O lince ibérico é o felino mais ameaçado do mundo. (DR: Héctor Garrido/CSIC Andalusia Audiovisual Bank)

Uma equipa de investigadores internacionais liderada por Miguel Araújo, investigador do CIBIO – Centro de Investigação em Biodiversidade e Recursos Genéticos/InBIO Laboratório Associado, concluiu que os esforços para proteger o felino mais ameaçado do mundo poderão ser comprometidos, caso os efeitos das alterações climáticas não sejam considerados na definição de estratégias de reintrodução da espécie. Estas conclusões foram publicadas recentemente na prestigiada revista internacional Nature Climate Change.

O Lince Ibérico é o felino mais ameaçado do mundo, estimando-se que existam atualmente menos de 300 indivíduos em ambiente natural. Os recentes declínios no número destes animais têm estado associados a reduções acentuadas nas populações regionais da sua principal presa: o coelho-bravo. Estas devem-se, principalmente, a duas doenças que afectam a espécie: a mixomatose e a doença hemorrágica viral. Nos anos 90, tinha-se conhecimento da existência de nove populações de lince ibérico; atualmente, apenas persistem duas na natureza.
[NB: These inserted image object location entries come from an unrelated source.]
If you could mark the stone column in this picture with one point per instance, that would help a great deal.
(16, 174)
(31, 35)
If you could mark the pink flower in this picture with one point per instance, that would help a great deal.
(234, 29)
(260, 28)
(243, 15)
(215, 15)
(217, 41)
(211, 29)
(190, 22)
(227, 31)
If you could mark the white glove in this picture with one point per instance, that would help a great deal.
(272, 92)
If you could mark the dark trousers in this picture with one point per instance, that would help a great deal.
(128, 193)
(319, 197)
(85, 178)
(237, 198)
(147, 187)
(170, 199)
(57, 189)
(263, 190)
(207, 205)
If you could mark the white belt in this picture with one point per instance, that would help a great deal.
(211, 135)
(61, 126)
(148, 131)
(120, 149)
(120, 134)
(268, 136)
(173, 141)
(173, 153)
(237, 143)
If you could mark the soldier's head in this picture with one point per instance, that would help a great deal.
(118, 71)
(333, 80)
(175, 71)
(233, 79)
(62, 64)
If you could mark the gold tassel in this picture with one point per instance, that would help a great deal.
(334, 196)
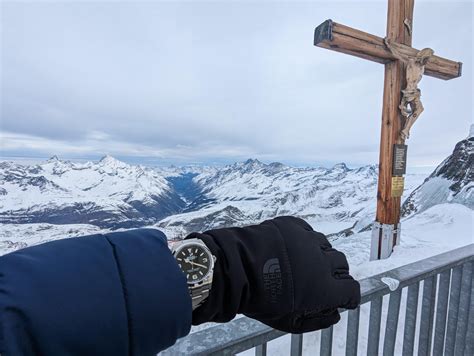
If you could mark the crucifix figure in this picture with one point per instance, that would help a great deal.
(411, 106)
(404, 68)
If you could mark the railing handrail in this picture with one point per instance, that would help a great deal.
(244, 333)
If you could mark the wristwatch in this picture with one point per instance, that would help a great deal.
(197, 263)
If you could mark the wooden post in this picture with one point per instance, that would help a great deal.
(386, 230)
(340, 38)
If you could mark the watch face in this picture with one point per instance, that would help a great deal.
(194, 261)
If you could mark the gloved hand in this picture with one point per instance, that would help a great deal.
(281, 273)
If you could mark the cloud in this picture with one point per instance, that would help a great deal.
(207, 81)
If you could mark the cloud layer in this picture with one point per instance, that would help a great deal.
(216, 81)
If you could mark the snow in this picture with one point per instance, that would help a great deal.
(331, 200)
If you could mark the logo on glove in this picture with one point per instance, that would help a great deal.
(272, 281)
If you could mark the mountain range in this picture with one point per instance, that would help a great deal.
(111, 194)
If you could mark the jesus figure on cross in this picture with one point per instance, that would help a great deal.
(415, 68)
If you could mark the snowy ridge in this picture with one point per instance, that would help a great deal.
(451, 182)
(108, 193)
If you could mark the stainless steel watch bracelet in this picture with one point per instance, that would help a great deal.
(199, 293)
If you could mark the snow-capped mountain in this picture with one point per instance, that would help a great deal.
(112, 194)
(252, 191)
(451, 182)
(108, 194)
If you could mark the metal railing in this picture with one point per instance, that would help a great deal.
(437, 299)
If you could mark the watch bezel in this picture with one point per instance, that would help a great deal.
(186, 243)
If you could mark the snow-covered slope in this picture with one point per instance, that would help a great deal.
(109, 194)
(252, 191)
(451, 182)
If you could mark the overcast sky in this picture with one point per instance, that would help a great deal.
(206, 82)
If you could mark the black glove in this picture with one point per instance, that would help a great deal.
(281, 273)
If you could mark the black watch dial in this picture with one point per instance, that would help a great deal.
(194, 261)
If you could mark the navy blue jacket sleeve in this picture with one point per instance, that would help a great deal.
(114, 294)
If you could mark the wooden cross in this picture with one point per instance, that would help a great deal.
(340, 38)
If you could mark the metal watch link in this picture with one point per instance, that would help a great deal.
(197, 263)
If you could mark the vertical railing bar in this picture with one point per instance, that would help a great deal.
(453, 311)
(470, 328)
(296, 346)
(352, 337)
(441, 313)
(427, 311)
(392, 323)
(261, 350)
(410, 319)
(374, 326)
(460, 340)
(326, 342)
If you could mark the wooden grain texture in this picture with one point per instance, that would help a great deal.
(351, 41)
(388, 207)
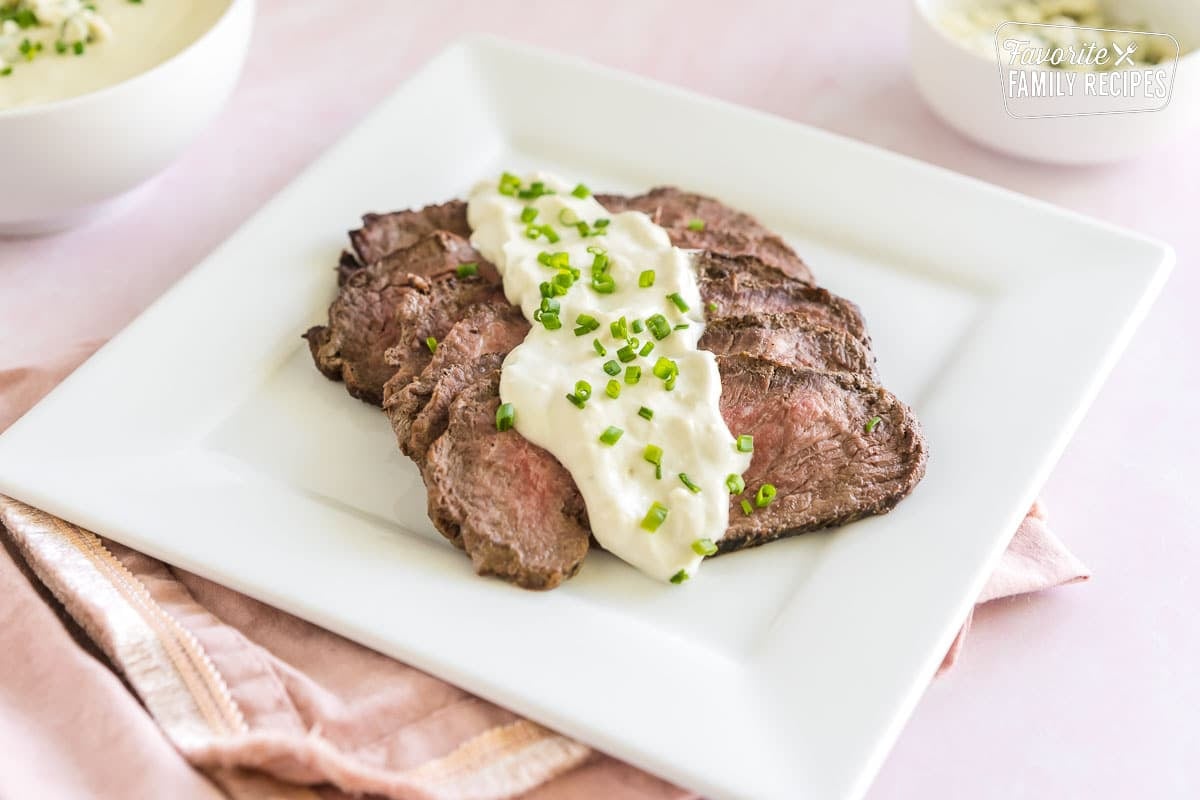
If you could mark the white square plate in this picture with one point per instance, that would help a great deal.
(203, 435)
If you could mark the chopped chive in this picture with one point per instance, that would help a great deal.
(654, 517)
(611, 434)
(509, 184)
(585, 324)
(505, 416)
(604, 283)
(665, 368)
(659, 326)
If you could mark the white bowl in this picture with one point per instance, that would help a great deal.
(69, 158)
(964, 89)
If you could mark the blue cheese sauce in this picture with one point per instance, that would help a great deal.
(610, 379)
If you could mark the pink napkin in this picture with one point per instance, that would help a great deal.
(262, 703)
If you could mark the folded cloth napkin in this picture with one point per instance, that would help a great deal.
(259, 702)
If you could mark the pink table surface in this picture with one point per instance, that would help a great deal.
(1079, 692)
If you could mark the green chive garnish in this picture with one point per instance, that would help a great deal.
(505, 416)
(654, 518)
(659, 326)
(677, 299)
(611, 434)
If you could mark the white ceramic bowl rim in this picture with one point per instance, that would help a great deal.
(40, 108)
(923, 6)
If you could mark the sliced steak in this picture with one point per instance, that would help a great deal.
(810, 441)
(387, 233)
(363, 323)
(747, 286)
(725, 230)
(791, 340)
(508, 503)
(419, 409)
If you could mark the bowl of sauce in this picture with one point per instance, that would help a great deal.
(97, 96)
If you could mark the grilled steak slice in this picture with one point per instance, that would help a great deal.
(420, 408)
(511, 505)
(791, 340)
(747, 286)
(726, 230)
(387, 233)
(363, 322)
(811, 443)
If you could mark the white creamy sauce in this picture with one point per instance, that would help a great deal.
(65, 48)
(618, 483)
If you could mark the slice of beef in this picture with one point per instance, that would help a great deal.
(387, 233)
(363, 323)
(419, 409)
(510, 504)
(791, 340)
(745, 286)
(725, 230)
(810, 441)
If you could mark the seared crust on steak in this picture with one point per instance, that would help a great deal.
(810, 441)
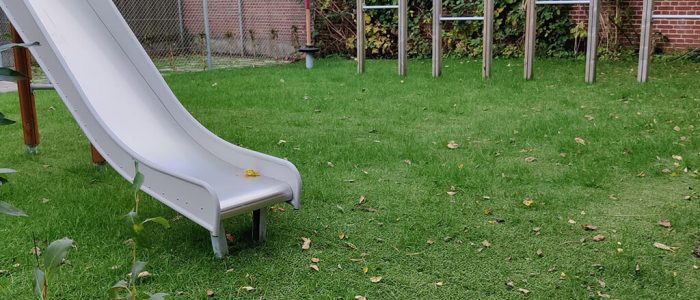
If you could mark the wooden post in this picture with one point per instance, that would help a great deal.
(403, 35)
(437, 38)
(645, 41)
(27, 107)
(488, 39)
(96, 156)
(360, 19)
(530, 31)
(592, 44)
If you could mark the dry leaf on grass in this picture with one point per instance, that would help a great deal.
(664, 247)
(251, 173)
(246, 288)
(665, 223)
(307, 243)
(589, 227)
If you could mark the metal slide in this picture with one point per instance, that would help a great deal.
(129, 113)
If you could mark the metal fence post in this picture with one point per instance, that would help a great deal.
(360, 36)
(207, 34)
(181, 20)
(241, 31)
(592, 45)
(437, 38)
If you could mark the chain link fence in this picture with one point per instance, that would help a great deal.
(196, 35)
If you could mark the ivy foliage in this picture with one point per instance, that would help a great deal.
(335, 26)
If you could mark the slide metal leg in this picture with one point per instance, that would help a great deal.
(260, 224)
(218, 242)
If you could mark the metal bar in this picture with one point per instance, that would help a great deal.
(360, 35)
(366, 7)
(42, 87)
(592, 44)
(207, 36)
(560, 2)
(241, 30)
(476, 18)
(181, 20)
(487, 39)
(96, 156)
(645, 41)
(530, 29)
(689, 17)
(27, 105)
(403, 35)
(437, 38)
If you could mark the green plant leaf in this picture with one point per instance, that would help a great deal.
(54, 254)
(15, 45)
(39, 280)
(136, 269)
(156, 296)
(117, 290)
(7, 74)
(6, 208)
(160, 220)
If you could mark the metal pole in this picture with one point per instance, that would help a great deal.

Embora a abundância das populações de lince tenha aumentado nos últimos dez anos em resposta à gestão intensiva da espécie, o estudo adverte que as estratégias de conservação em curso poderão garantir apenas algumas décadas de sobrevivência, antes que a espécie desapareça. “O nosso estudo mostra que as alterações climáticas podem levar a um rápido e severo declínio na abundância do lince ibérico nas próximas décadas, e provavelmente à extinção desta espécie na natureza dentro de 50 anos”, refere Damien Fordham, um dos membros desta equipa. De acordo com este investigador, “os atuais esforços de gestão poderão ser inúteis se não tiverem em conta os efeitos combinados das alterações climáticas, uso da terra e abundância de presas na dinâmica populacional do lince ibérico”.

Miguel Araújo explica que  este estudo é o “primeiro a modelar explicitamente interacções tróficas de espécies, tais como predadores e presas, num cenário de alterações climáticas”.  Segundo o investigador, os modelos usados até agora para investigar a forma como as alterações climáticas vão afectar a biodiversidade, “têm sido incapazes de capturar o feedback dinâmico e complexo das interacções que se estabelecem entre espécies. Através do desenvolvimento de novos métodos de previsão, conseguimos, pela primeira vez, simular respostas demográficas de lince ibérico a padrões de abundância de coelho-bravo condicionados por doenças, alterações climáticas e mudanças no ordenamento do território”.

Os resultados da aplicação deste modelo, no entanto, trazem novos motivos de preocupação. “É provável que o habitat no sudoeste da Península Ibérica, onde persistem duas populações de lince ibérico, se torne inóspito para a espécie em meados deste século”. “Naturalmente há incertezas sobre as alterações futuras do clima, especialmente em termos de impactos regionais”, explica Miguel Araújo. “No entanto, se os conservacionistas estão a pedir aos governos para mudar as suas políticas macroeconómicas de forma a mitigar a mudança climática, é difícil entender porque razão ainda é dada uma atenção limitada às alterações climáticas em programas de conservação de espécies. A necessidade de decisões de conservação que tenham em conta o clima encontra-se bem disseminada e deveria fazer parte de uma prática comum”, conclui.